Item	Presenter	Notes
5.5.0-rcX status / problems in testing	@Thomas, Jyothish (STFC,RAL,SC) Sam	Sam - appears ok; (localgroupdisk permissions issues at Glasgow). Jyothish 5.5.0 appears ok sofar. XrdCeph bug discovered https://stfc.atlassian.net/wiki/spaces/CD/pages/30998699 while setting up unit tests: errors in xrdceph related to the cluster object do not cause a clean restart, locking the service into an invisible crash - status still reports OK but all requests sent fail and cause the socket to go into close_wait
Centos 8: outstanding items?		Continuing to progess. (See Lancs Site report for more details on vector size problems, but resolved in 5.5.0-rc2).
space info reporting: https://stfc.atlassian.net/browse/XRD-21		Alice testing, dev-gw2 (Confirmed from (Alice) running tests on dev-GW2 JW review PR, and will confirm from Atlas once on a non-Slice node. With Rob reviewed the aqualon config, with some updates. Alice tests OK - sandbox ready and deployment in prep (aim Monday).
https://stfc.atlassian.net/browse/XRD-26		(Not running at the moment due to dev-gw2 testing).
https://stfc.atlassian.net/browse/XRD-27	James	Scripts created to extract problematic files
Deletions / current understanding / necessary changes		Options: Horizontal scaling, i.e. spread deletes across all available gateways Add (when ready) CMSD to ensure load balancing (at what extra cost), Offload to external tooling to manage the deletes asynchronously Ideas below (JW: currently ‘playing' with test implementation).
“Unified” xrootd status / problems?		Avoid TPC for xroot transfers on the webdav gateways
xrdtpc.sh script without a proxy (is it possible?) xrd.tpc redirect (to xrootd hosts, or some other proxy … )		Did not find a solution yet (see above).
What are we going to do with Vector Reads now?	All	Removal of locking did not appear to help significantly. Work ongoing with EL8 and recent 5.X releases (both recommendations from Rob’s document). Rob C’s script is currently the only metric for LHCb to compare / verify against.

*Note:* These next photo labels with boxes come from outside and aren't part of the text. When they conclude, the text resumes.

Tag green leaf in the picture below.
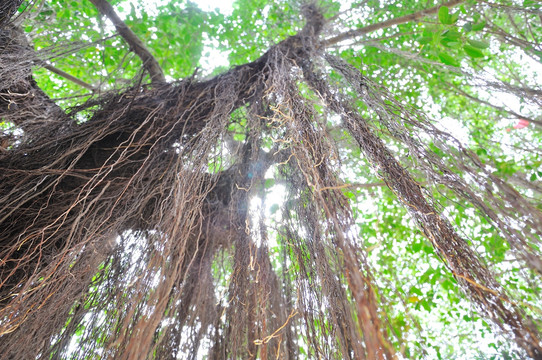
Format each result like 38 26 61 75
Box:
438 6 452 25
438 52 459 67
265 179 275 189
269 204 279 214
416 36 433 45
450 12 459 24
467 39 489 49
442 29 461 40
472 21 486 31
463 45 484 58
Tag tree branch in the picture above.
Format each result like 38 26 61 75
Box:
43 64 98 92
90 0 166 84
445 81 542 128
320 0 464 47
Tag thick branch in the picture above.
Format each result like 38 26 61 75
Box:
90 0 166 83
321 0 464 47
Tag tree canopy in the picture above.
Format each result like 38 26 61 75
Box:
0 0 542 359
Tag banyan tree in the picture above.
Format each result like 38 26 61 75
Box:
0 0 542 359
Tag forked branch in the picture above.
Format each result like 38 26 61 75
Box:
90 0 166 84
321 0 464 47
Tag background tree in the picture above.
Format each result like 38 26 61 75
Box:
0 0 542 359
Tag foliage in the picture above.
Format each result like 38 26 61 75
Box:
0 0 542 359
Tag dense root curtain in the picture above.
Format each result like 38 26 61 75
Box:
0 2 542 359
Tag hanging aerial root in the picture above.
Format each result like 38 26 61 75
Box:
303 58 542 358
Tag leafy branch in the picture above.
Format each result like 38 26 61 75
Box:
90 0 166 84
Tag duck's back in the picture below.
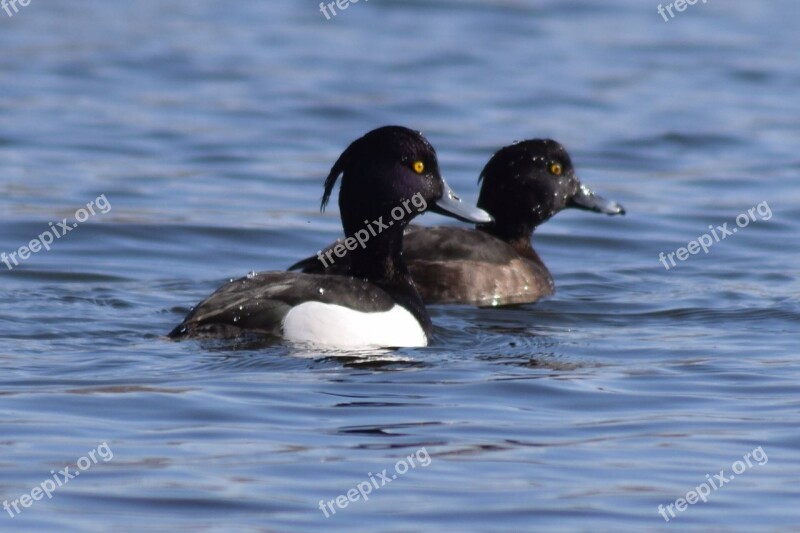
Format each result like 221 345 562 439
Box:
169 272 428 346
403 226 554 307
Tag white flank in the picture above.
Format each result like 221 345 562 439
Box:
283 302 428 348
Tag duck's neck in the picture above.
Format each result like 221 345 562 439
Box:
477 224 541 262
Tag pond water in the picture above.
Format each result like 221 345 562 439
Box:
0 0 800 532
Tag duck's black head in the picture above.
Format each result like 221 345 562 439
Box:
478 139 625 242
322 126 492 277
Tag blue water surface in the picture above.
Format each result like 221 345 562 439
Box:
0 0 800 532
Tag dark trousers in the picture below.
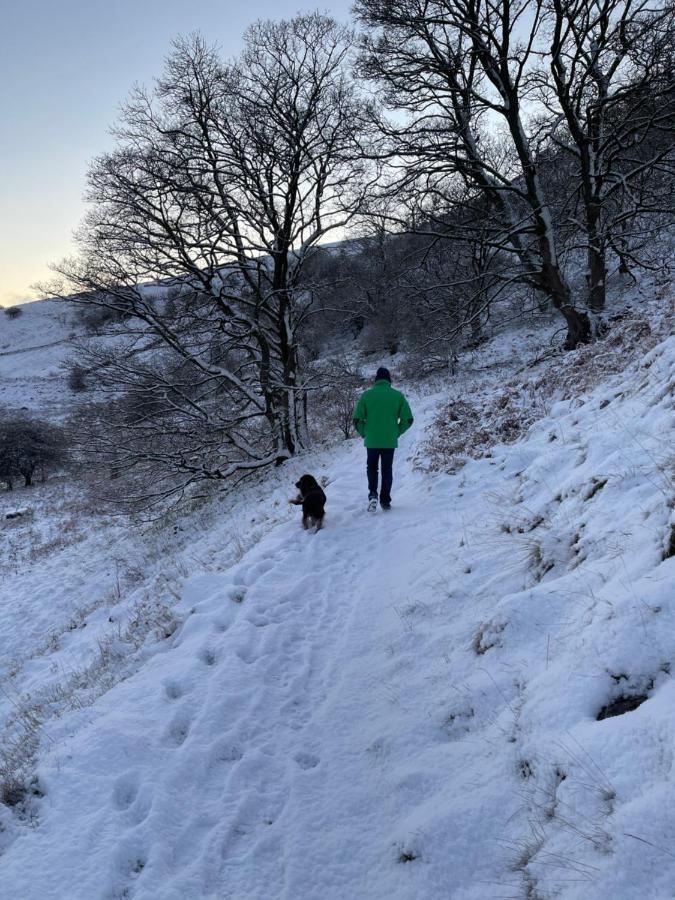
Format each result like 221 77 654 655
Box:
366 447 394 503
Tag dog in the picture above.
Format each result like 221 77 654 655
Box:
289 475 326 531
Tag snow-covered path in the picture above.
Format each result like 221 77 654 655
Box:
0 339 675 900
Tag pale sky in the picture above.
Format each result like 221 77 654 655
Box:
0 0 352 306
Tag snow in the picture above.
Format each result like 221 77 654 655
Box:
0 300 83 413
0 290 675 900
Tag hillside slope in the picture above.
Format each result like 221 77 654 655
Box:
0 302 675 900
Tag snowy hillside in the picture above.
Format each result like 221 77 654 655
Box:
0 300 85 416
0 286 675 900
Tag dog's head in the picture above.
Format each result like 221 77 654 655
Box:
295 475 319 496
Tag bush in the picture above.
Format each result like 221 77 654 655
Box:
68 363 89 392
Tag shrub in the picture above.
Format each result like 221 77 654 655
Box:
0 417 65 490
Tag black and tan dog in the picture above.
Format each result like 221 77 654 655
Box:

Options: Write a proper striper-vector-read method Implement one of Andreas’ options Fall back on buffering / range coalesce in the short term, until correct fix available. Collect data on what really is needed The socket timeouts (etc) should give and propagate up (sensible) error messages i.e. concentrate on the cases that are ‘broken’ Jyothish’s work on 'close-wait + connection resilience ' quantify the ‘slowness’ of the vector reads (and impact).

Site reports

Glasgow:

Lancaster

Concerning the vector::reserve crashes, we had submitted two pull requests:

Modify vector's size instead of capacity to avoid bounds-checking failures #1630 - This replaced several uses of std::vector::reserve with resize, avoiding the assertion failure. Three places fixed:
1. macaroons
2. TPC streams
3. throttle manager
Vector cleared after use so it can be shrunk. #1639 - This fixed a consequence of #1630, in that some buffers might not relinquish their allocations as soon as expected (so a non-functional failure).

Order of application:

Tag v5.4.0 had neither of these.
v5.4.1 included someone else's fix just for macaroons. One byte is pushed back, so that an expression that accesses [0] doesn't fail the assertion.
v5.4.3 includes #1639, even though it's only needed after #1630. Probably harmless.
v5.5.0-rc2 includes #1630. The other fix in 5.4.1 has been removed.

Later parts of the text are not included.